# Motorcycle drivers license in Nova Scotia



## Francis 1965 (Feb 13, 2011)

Hi we are now very close to our final move from Germany to Nova Scotia, My husband is already there and he has changed in his German license for a Nova Scotia one.
He didn't have to do any test just switched it. But when he checked it they only had given him his car drivers license and not the motorcycle one.
He asked them and they didn't know if they could change that one also without him doing a test for it. Is this right does he need to do drivers test for the motorcycle or are they wrong and do they need to change that just like his one for the car.
Any one knows the answer to this?
any help would be very appreciated

Warm Regards
Francis


----------



## Auld Yin (Mar 10, 2009)

Francis 1965 said:


> Hi we are now very close to our final move from Germany to Nova Scotia, My husband is already there and he has changed in his German license for a Nova Scotia one.
> He didn't have to do any test just switched it. But when he checked it they only had given him his car drivers license and not the motorcycle one.
> He asked them and they didn't know if they could change that one also without him doing a test for it.

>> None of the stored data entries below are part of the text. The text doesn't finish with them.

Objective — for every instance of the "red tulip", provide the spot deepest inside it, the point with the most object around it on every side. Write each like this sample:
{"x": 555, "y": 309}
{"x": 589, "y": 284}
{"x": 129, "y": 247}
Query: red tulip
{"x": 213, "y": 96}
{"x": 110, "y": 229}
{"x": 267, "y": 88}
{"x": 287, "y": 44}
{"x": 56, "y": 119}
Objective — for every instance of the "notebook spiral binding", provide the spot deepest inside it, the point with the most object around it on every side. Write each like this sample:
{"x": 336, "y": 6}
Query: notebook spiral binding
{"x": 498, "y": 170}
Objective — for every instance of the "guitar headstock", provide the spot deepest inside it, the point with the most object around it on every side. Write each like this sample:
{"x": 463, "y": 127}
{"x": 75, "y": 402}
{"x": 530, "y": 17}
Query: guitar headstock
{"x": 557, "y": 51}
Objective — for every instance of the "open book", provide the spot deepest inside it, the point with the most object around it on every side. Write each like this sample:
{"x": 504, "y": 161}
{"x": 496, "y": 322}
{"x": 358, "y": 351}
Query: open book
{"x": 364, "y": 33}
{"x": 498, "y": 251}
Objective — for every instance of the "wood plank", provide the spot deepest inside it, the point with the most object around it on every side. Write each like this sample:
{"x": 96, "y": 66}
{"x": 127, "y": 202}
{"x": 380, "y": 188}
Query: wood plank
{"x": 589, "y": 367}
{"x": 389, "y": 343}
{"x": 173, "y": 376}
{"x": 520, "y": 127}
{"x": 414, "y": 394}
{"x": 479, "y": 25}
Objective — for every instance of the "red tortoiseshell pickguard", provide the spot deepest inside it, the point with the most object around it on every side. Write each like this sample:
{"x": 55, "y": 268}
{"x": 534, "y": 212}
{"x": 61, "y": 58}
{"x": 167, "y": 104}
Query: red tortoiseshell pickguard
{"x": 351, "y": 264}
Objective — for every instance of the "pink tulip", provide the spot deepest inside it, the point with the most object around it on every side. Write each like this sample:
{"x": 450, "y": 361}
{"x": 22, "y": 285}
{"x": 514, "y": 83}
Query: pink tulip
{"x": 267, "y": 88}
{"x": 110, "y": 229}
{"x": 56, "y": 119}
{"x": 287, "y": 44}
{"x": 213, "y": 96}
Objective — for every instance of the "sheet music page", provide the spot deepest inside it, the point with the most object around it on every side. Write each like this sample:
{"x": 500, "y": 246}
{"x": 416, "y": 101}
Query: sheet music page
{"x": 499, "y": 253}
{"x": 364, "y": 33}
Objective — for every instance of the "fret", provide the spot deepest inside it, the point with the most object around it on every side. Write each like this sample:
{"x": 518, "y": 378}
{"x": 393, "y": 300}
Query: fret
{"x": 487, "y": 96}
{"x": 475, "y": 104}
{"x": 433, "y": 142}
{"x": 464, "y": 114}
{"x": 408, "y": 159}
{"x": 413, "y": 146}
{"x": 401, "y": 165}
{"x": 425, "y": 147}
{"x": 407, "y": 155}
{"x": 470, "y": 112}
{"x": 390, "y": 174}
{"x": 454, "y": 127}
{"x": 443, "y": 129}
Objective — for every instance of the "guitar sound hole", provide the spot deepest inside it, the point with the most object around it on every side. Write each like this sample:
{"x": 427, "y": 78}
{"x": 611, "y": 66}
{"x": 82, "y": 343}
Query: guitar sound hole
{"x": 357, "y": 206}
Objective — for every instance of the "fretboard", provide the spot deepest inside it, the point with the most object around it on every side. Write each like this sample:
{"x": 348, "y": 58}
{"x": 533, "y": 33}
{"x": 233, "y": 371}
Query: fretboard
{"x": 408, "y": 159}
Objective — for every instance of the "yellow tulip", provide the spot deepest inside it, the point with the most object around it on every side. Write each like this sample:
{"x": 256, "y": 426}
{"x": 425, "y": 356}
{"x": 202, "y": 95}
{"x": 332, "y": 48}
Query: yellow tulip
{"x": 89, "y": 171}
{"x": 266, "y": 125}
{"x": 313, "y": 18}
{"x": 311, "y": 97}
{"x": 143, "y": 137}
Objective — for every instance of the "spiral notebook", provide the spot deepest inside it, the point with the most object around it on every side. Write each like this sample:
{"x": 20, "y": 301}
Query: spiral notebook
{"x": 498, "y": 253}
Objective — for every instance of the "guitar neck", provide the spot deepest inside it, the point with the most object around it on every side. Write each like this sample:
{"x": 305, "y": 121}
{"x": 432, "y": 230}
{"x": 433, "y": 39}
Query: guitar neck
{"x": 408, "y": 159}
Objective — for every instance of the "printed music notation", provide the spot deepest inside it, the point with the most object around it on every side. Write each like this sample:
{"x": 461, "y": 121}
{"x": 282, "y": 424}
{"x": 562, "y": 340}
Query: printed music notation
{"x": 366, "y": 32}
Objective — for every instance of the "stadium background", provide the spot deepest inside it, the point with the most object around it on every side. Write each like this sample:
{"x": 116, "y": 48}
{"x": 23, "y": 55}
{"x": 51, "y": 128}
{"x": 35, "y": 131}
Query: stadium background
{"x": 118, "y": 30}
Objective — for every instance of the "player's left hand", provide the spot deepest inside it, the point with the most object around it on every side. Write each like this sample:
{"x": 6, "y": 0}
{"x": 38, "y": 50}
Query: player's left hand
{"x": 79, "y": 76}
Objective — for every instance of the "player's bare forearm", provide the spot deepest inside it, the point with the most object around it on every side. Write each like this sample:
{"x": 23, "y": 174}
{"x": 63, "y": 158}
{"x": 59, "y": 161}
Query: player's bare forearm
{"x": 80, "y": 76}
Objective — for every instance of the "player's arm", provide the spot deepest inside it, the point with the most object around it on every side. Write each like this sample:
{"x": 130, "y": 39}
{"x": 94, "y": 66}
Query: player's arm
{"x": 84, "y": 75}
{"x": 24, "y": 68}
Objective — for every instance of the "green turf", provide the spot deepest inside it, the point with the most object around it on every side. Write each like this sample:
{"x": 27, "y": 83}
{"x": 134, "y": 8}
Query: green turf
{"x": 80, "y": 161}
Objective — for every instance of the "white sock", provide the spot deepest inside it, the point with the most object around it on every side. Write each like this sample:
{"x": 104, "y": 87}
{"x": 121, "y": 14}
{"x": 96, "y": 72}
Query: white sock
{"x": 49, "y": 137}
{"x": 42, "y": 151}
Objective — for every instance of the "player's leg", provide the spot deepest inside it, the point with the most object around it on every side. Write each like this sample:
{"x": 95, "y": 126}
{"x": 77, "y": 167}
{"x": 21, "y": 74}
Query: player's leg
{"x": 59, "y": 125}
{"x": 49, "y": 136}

Is this right does he need to do drivers test for the motorcycle or are they wrong and do they need to change that just like his one for the car.
> Any one knows the answer to this?
> ...


The answer should be here,
https://www.gov.ns.ca/snsmr/paal/rmv/paal380.asp


----------



## Francis 1965 (Feb 13, 2011)

Thank you very much I will give them a call tomorrow to see what they say.
warm Regards
Francis


----------



## Liam(at)Large (Sep 2, 2012)

Service Nova Scotia says you can only exchange a German license for a Class 5 Nova Scotia license (not Class 6) and "If you are requesting a different class of licence or an endorsement, you must complete a full drivers examination, which includes the purchase of a knowledge test receipt and road test receipt, and, successful completion of vision, signs, rules and road tests for the class of licence applied for."

In short, no cannot switch his motorcyle (Class 6), he will have to do a test for it.

Isle of Man, South Korea and UK can switch for Class 5 and/or Class 6.

http://www.gov.ns.ca/snsmr/paal/rmv/paal269.asp#appprocessgp4


----------



## Francis 1965 (Feb 13, 2011)

Thank you Liam 
I will tell him he has to do the test again.
Warm Regards
Francis


----------